Networking Integration: For enhanced security and compliance when your Agents connect with external systems, container injection allows the platform network to host APIs and inject a subnet into your network, enabling local communication of your Azure resources within the same virtual network.
Data storage
Azure AI Foundry provides flexible and secure data storage options to support a wide range of AI workloads.

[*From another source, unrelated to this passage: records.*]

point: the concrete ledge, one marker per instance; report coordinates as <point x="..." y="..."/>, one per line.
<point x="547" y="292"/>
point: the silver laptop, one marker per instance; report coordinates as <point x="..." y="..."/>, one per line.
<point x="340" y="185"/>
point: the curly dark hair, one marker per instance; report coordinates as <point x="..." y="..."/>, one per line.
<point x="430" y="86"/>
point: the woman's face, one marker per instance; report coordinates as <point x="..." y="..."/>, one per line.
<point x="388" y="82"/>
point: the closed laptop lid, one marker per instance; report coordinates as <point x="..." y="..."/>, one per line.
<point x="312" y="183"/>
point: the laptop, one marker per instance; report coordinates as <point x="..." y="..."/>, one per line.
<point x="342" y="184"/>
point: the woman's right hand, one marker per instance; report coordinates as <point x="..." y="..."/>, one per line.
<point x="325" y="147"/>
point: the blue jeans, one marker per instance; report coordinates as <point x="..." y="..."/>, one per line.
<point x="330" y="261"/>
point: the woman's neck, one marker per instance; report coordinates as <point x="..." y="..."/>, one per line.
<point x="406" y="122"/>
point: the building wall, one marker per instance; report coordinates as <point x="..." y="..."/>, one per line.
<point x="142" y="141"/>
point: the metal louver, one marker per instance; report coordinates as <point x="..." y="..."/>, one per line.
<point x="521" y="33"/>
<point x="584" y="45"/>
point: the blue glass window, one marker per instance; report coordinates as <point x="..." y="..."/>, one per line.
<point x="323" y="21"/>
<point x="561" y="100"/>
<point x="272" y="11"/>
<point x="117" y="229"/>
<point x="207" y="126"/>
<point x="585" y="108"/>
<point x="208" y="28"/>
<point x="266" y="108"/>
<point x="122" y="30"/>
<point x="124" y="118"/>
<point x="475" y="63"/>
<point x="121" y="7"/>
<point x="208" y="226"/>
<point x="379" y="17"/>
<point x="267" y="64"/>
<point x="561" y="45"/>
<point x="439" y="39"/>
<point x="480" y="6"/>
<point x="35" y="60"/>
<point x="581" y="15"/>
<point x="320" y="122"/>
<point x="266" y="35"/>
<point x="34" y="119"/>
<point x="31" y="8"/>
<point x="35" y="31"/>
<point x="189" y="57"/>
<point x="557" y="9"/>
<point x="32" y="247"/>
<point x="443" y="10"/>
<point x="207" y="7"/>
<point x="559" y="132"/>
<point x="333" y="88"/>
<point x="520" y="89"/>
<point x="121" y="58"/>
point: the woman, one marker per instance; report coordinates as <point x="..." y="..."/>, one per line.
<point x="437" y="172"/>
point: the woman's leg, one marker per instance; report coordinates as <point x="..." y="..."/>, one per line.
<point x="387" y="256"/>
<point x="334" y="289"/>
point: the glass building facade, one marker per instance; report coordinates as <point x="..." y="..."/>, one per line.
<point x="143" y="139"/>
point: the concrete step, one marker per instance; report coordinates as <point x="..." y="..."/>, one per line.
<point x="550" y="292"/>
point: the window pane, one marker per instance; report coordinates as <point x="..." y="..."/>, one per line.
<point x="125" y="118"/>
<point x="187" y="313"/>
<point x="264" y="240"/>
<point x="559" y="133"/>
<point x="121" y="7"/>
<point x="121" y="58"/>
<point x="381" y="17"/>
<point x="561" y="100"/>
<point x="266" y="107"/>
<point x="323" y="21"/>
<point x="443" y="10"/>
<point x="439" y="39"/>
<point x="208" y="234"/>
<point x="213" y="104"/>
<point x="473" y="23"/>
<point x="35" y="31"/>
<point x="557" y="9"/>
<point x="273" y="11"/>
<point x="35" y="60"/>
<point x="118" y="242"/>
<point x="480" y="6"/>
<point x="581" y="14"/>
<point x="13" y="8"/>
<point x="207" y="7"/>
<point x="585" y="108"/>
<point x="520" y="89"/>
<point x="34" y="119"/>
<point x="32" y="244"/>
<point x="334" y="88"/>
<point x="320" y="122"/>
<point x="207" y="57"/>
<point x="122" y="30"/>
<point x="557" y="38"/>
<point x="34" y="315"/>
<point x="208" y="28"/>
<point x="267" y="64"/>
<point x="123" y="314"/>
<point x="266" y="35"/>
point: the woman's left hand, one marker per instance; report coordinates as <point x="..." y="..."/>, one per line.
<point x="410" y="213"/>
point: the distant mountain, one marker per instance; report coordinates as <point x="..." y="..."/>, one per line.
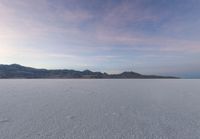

Managed storage for file upload: In the default setup, Azure AI Foundry uses Microsoft-managed storage accounts that are logically separated and support direct file uploads for select use cases, such as OpenAI models, Assistants, and Agents, without requiring a customer-provided storage account.
Bring Your Own Storage (Optional): Users can optionally connect their own Azure Storage accounts. Foundry tools can read inputs from and write outputs to these accounts, depending on the tool and use case.
Bring-your-own storage for storing Agent state:
- In the basic configuration, the Agent service stores threads, messages, and files in Microsoft-managed multi-tenant storage, with logical separation.
- With the Agent standard setup, you can bring your own storage for thread and message data. In this configuration, data is isolated by project within the customer’s storage account.
Customer-Managed Key Encryption: By default, Azure services use Microsoft-managed encryption keys to encrypt data in transit and at rest. Data is encrypted and decrypted using FIPS 140-2 compliant 256-bit AES encryption. Encryption and decryption are transparent, meaning encryption and access are managed for you. Your data is secure by default and you don't need to modify your code or applications to take advantage of encryption.
When using customer-managed keys, your data on Microsoft-managed infrastructure is encrypted using your keys.